Liu Yi, Ni Haochen, Li Jie, Yang Jing, Sekielyk Ivann, Snow Bryan E, Zhang Zihao, Zhang Feifan, Paul Michael St, Han Jinyi, Kates Meghan, Liu Shaofeng, Zhang Yawei, Huang Zurui, Xu Yin, Saibil Samuel D, Mak Tak W, Han Dali, Xu Meng Michelle
Institute for Immunology, Tsinghua University, Beijing, China.
Princess Margaret Cancer Centre, University Health Network, Toronto, Ontario, Canada.
Nat Immunol. 2025 Jul 22. doi: 10.1038/s41590-025-02232-5.
Adoptive T cell therapies have therapeutic potential for treating solid tumors, but long-term efficacy is limited by reduced functional fitness and poor persistence within the tumor microenvironment. Here we show that intratumoral T cells undergo translatome remodeling, transitioning into a hypertranslational state as they acquire dysfunctional traits. The RNA-binding protein LARP4 is a translation regulator that drives hypertranslation and dysfunction by selectively enhancing the translation of nuclear-encoded oxidative phosphorylation (OXPHOS) mRNAs in exhausted T cells, disrupting OXPHOS subunit balance and causing mitochondrial dysfunction. Knockout of Larp4 in tumor-specific CD8 T cells reduces hypertranslation, restores mitochondrial function, mitigates exhaustion and enhances effector persistence, resulting in enhanced anti-tumor responses. Additionally, LARP4 knockdown in chimeric antigen receptor T cells prevents terminal exhaustion and improves the response to liquid and solid tumors. This study highlights translation dysregulation as a determinant of T cell dysfunction in tumors.

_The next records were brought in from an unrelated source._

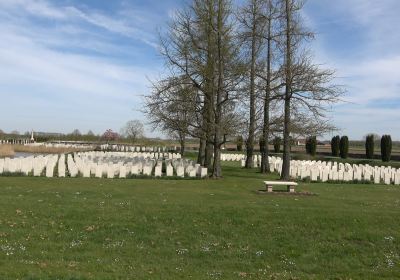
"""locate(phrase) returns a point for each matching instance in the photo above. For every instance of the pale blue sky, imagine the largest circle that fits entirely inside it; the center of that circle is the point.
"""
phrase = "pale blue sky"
(67, 64)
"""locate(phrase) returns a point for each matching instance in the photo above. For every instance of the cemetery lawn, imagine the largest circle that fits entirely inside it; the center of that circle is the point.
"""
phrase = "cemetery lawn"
(77, 228)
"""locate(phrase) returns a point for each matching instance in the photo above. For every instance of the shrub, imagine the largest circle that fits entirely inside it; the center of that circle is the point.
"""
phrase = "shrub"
(386, 148)
(277, 144)
(261, 143)
(311, 145)
(239, 143)
(335, 146)
(344, 147)
(369, 146)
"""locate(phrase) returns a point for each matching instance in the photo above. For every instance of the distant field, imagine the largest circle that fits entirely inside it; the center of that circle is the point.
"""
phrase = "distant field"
(196, 229)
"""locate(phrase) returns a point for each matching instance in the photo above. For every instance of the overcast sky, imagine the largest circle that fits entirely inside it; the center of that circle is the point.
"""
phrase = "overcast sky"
(67, 64)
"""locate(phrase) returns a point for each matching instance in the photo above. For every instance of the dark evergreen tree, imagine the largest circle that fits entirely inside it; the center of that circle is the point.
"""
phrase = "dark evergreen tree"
(386, 148)
(369, 146)
(335, 146)
(311, 145)
(344, 147)
(262, 144)
(277, 144)
(239, 143)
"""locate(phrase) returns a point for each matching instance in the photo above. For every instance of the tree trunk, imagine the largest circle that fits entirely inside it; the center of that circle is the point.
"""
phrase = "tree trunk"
(265, 150)
(252, 124)
(182, 141)
(202, 152)
(217, 172)
(285, 175)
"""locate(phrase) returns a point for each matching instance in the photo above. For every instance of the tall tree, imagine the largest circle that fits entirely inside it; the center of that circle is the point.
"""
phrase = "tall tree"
(271, 15)
(252, 22)
(308, 89)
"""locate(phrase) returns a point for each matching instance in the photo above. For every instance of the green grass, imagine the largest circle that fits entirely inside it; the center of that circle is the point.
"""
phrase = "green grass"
(192, 229)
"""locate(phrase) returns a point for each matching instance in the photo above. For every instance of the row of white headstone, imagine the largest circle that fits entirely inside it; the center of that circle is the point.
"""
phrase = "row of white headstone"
(103, 147)
(104, 164)
(327, 171)
(122, 165)
(128, 148)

过继性T细胞疗法在治疗实体瘤方面具有治疗潜力,但长期疗效受到肿瘤微环境中功能适应性降低和持久性差的限制。我们在此表明,肿瘤内T细胞会经历翻译组重塑,在获得功能失调特征时转变为超翻译状态。RNA结合蛋白LARP4是一种翻译调节因子,通过选择性增强耗竭T细胞中核编码的氧化磷酸化(OXPHOS)mRNA的翻译来驱动超翻译和功能失调,破坏OXPHOS亚基平衡并导致线粒体功能障碍。在肿瘤特异性CD8 T细胞中敲除Larp4可减少超翻译,恢复线粒体功能,减轻耗竭并增强效应细胞持久性,从而增强抗肿瘤反应。此外,嵌合抗原受体T细胞中LARP4的敲低可防止终末耗竭并改善对液体和实体瘤的反应。这项研究强调翻译失调是肿瘤中T细胞功能障碍的一个决定因素。